L'arme que les fantassins allemands réclamaient et que les généraux allemands refusèrent initialement se trouve au fondement de l'arsenal d'infanterie moderne. Elle arriva dans les quantités nécessaires environ deux ans trop tard pour peser sur la guerre qu'elle était conçue pour remporter. L'ironie est précise : le premier fusil d'assaut fut produit par le pays qui perdit la guerre, en nombre insuffisant pour en changer l'issue, puis fut développé en armes définitives de la Guerre froide par les pays qui la gagnèrent.
Les survivants
Environ 425 000 StG 44 furent produits. Après 1945, des quantités significatives tombèrent entre les mains soviétiques, et de là furent distribuées à des États alignés sur le communisme et des mouvements insurgés à travers les années 1950 et 1960. Des StG 44 ont été récupérés en Syrie, au Liban et à Gaza au XXIe siècle. Une arme conçue à Suhl en 1942 était encore utilisée au combat au Moyen-Orient quatre-vingts ans plus tard — ce qui témoigne soit de sa solidité fondamentale, soit de la patience infinie des entrepôts d'armes légères. Probablement les deux.
Réponses rapides
Questions fréquentes sur ce sujet
Le StG 44 était-il le premier fusil d'assaut ?
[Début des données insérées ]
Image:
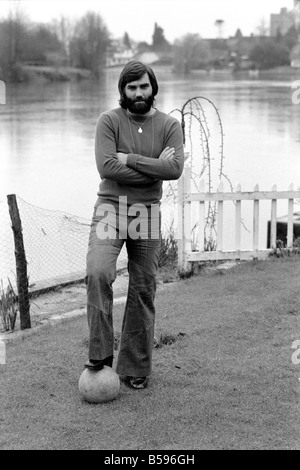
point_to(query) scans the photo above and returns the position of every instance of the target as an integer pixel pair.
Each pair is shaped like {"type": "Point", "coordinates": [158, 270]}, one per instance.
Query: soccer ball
{"type": "Point", "coordinates": [99, 386]}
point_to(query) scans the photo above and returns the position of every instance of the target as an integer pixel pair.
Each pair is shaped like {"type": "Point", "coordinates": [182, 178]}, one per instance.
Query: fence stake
{"type": "Point", "coordinates": [21, 263]}
{"type": "Point", "coordinates": [290, 220]}
{"type": "Point", "coordinates": [273, 219]}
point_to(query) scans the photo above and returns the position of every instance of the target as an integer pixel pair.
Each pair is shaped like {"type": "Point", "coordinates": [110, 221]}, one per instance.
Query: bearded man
{"type": "Point", "coordinates": [137, 147]}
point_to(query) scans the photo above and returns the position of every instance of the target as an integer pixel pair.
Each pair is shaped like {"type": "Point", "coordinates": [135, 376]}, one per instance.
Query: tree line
{"type": "Point", "coordinates": [84, 44]}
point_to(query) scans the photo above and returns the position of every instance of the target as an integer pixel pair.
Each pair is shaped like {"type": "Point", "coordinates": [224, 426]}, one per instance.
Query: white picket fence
{"type": "Point", "coordinates": [187, 253]}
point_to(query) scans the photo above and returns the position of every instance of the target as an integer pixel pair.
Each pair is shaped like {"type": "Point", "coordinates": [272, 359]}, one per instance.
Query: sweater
{"type": "Point", "coordinates": [141, 179]}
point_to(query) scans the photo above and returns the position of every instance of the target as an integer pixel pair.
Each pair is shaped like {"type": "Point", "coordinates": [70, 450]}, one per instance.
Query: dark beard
{"type": "Point", "coordinates": [137, 106]}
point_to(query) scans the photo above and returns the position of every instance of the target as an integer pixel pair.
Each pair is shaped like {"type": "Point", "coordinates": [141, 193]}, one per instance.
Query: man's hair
{"type": "Point", "coordinates": [133, 71]}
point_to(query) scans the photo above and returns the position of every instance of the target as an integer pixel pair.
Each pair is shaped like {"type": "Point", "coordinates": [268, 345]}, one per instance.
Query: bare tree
{"type": "Point", "coordinates": [190, 51]}
{"type": "Point", "coordinates": [12, 42]}
{"type": "Point", "coordinates": [262, 29]}
{"type": "Point", "coordinates": [89, 43]}
{"type": "Point", "coordinates": [64, 28]}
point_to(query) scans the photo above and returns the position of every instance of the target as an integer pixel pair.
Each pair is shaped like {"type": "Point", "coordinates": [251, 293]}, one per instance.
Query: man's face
{"type": "Point", "coordinates": [138, 96]}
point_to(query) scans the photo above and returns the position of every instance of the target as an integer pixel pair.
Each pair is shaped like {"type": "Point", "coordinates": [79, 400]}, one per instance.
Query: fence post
{"type": "Point", "coordinates": [184, 221]}
{"type": "Point", "coordinates": [21, 263]}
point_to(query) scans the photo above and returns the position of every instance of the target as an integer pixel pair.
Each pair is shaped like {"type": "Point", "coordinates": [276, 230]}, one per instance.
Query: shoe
{"type": "Point", "coordinates": [137, 383]}
{"type": "Point", "coordinates": [94, 364]}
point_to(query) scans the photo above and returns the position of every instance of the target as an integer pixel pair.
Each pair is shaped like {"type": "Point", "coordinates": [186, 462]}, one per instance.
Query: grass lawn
{"type": "Point", "coordinates": [223, 375]}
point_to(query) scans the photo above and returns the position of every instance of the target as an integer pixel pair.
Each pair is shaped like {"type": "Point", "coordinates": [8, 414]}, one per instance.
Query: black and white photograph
{"type": "Point", "coordinates": [149, 227]}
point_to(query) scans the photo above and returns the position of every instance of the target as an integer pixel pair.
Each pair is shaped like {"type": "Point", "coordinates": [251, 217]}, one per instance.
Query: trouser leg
{"type": "Point", "coordinates": [136, 346]}
{"type": "Point", "coordinates": [101, 273]}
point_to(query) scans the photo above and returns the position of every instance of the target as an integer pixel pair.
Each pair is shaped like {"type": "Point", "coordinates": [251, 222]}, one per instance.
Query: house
{"type": "Point", "coordinates": [118, 53]}
{"type": "Point", "coordinates": [295, 56]}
Le StG 44 est généralement crédité comme étant le premier fusil d'assaut produit en série et l'arme qui définit la catégorie. Il combinait une sélection de tir (semi-automatique ou automatique) avec une cartouche intermédiaire dans une plateforme à gaz avec un chargeur boîte amovible. Des armes antérieures comme l'Avtomat Fedorov (1916) et le BAR M1918 partageaient certaines caractéristiques, mais le StG 44 fut le premier à combiner délibérément et avec succès toutes les caractéristiques définissant le fusil d'assaut à grande échelle.
Le StG 44 a-t-il influencé l'AK-47 ?
La question est débattue depuis des décennies. Mikhaïl Kalachnikov a toujours nié avoir copié le StG 44, et les mécanismes de fonctionnement internes des deux armes sont genuinement différents. Le système à verrou rotatif de l'AK-47 dérive plus directement du M1 Garand américain. Cependant, Hugo Schmeisser, l'ingénieur le plus associé au StG 44, fut emmené en Union soviétique dans le cadre de l'opération Osoaviakhim en octobre 1946 — l'équivalent soviétique de l'opération Paperclip américaine — et travailla à l'usine d'armement d'Ijevsk jusqu'en 1952, précisément au moment où l'AK-47 était en cours de développement.
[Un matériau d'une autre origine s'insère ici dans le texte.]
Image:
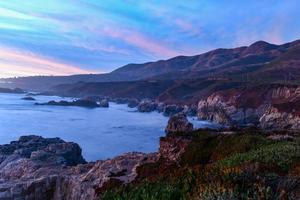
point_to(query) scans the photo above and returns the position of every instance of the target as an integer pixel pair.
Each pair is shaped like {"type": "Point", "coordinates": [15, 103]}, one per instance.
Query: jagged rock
{"type": "Point", "coordinates": [37, 168]}
{"type": "Point", "coordinates": [179, 123]}
{"type": "Point", "coordinates": [160, 107]}
{"type": "Point", "coordinates": [170, 110]}
{"type": "Point", "coordinates": [171, 148]}
{"type": "Point", "coordinates": [147, 106]}
{"type": "Point", "coordinates": [104, 103]}
{"type": "Point", "coordinates": [16, 90]}
{"type": "Point", "coordinates": [253, 106]}
{"type": "Point", "coordinates": [274, 119]}
{"type": "Point", "coordinates": [190, 110]}
{"type": "Point", "coordinates": [120, 100]}
{"type": "Point", "coordinates": [80, 103]}
{"type": "Point", "coordinates": [132, 103]}
{"type": "Point", "coordinates": [28, 98]}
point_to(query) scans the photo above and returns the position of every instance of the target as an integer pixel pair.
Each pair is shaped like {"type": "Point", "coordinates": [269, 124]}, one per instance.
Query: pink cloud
{"type": "Point", "coordinates": [139, 40]}
{"type": "Point", "coordinates": [17, 63]}
{"type": "Point", "coordinates": [187, 27]}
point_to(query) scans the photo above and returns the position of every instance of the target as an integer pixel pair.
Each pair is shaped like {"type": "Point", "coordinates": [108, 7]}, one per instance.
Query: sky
{"type": "Point", "coordinates": [63, 37]}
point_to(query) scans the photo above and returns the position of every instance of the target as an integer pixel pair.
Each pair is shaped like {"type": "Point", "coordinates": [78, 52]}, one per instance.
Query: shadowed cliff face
{"type": "Point", "coordinates": [269, 106]}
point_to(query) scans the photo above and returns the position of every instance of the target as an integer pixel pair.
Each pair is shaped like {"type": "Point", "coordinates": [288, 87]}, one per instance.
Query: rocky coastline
{"type": "Point", "coordinates": [51, 169]}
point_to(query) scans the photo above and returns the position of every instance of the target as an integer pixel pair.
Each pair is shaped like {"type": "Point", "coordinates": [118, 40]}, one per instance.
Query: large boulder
{"type": "Point", "coordinates": [80, 102]}
{"type": "Point", "coordinates": [170, 110]}
{"type": "Point", "coordinates": [132, 103]}
{"type": "Point", "coordinates": [51, 169]}
{"type": "Point", "coordinates": [179, 123]}
{"type": "Point", "coordinates": [273, 118]}
{"type": "Point", "coordinates": [28, 98]}
{"type": "Point", "coordinates": [147, 106]}
{"type": "Point", "coordinates": [104, 103]}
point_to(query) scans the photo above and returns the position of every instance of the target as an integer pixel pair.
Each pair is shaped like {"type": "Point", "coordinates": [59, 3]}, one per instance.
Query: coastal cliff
{"type": "Point", "coordinates": [191, 165]}
{"type": "Point", "coordinates": [270, 107]}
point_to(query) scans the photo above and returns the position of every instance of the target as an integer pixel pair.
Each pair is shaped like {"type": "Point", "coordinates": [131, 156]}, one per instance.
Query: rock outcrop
{"type": "Point", "coordinates": [147, 106]}
{"type": "Point", "coordinates": [171, 148]}
{"type": "Point", "coordinates": [80, 103]}
{"type": "Point", "coordinates": [271, 107]}
{"type": "Point", "coordinates": [179, 123]}
{"type": "Point", "coordinates": [37, 168]}
{"type": "Point", "coordinates": [132, 103]}
{"type": "Point", "coordinates": [104, 103]}
{"type": "Point", "coordinates": [274, 119]}
{"type": "Point", "coordinates": [16, 90]}
{"type": "Point", "coordinates": [28, 98]}
{"type": "Point", "coordinates": [170, 110]}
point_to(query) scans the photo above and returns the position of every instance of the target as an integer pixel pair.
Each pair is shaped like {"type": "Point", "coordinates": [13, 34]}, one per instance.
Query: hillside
{"type": "Point", "coordinates": [237, 63]}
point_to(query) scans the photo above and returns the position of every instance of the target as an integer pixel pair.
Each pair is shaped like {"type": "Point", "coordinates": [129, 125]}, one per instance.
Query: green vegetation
{"type": "Point", "coordinates": [243, 166]}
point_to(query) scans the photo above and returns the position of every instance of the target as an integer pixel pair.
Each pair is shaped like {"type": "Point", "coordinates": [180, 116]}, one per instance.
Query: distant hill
{"type": "Point", "coordinates": [279, 62]}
Pourquoi le StG 44 s'appelait-il initialement MP 43 ?
Hitler s'opposa initialement au développement d'un nouveau fusil à calibre intermédiaire, estimant que la combinaison existante du Mauser K98 et de la mitrailleuse MG 34/42 était suffisante. Pour contourner cet obstacle, l'armée continua le développement sous la désignation de couverture Maschinenpistole 43, suggérant qu'il s'agissait simplement d'un pistolet-mitrailleur amélioré. Après en avoir vu une démonstration et après avoir reçu des rapports enthousiastes des troupes du front de l'Est en 1943, Hitler approuva la production complète et le rebaptisa Sturmgewehr — fusil de tempête — en 1944.
Combien de StG 44 furent produits ?
Environ 425 000 à 450 000 unités furent produites entre 1943 et la fin de la guerre en mai 1945, réparties entre plusieurs fabricants dont Haenel, Mauser et Erma. C'était substantiel, mais insuffisant pour équiper la majorité de l'infanterie allemande. À titre de comparaison, l'Union soviétique produisit plus de 6 millions de PPSh-41 au cours de la même période.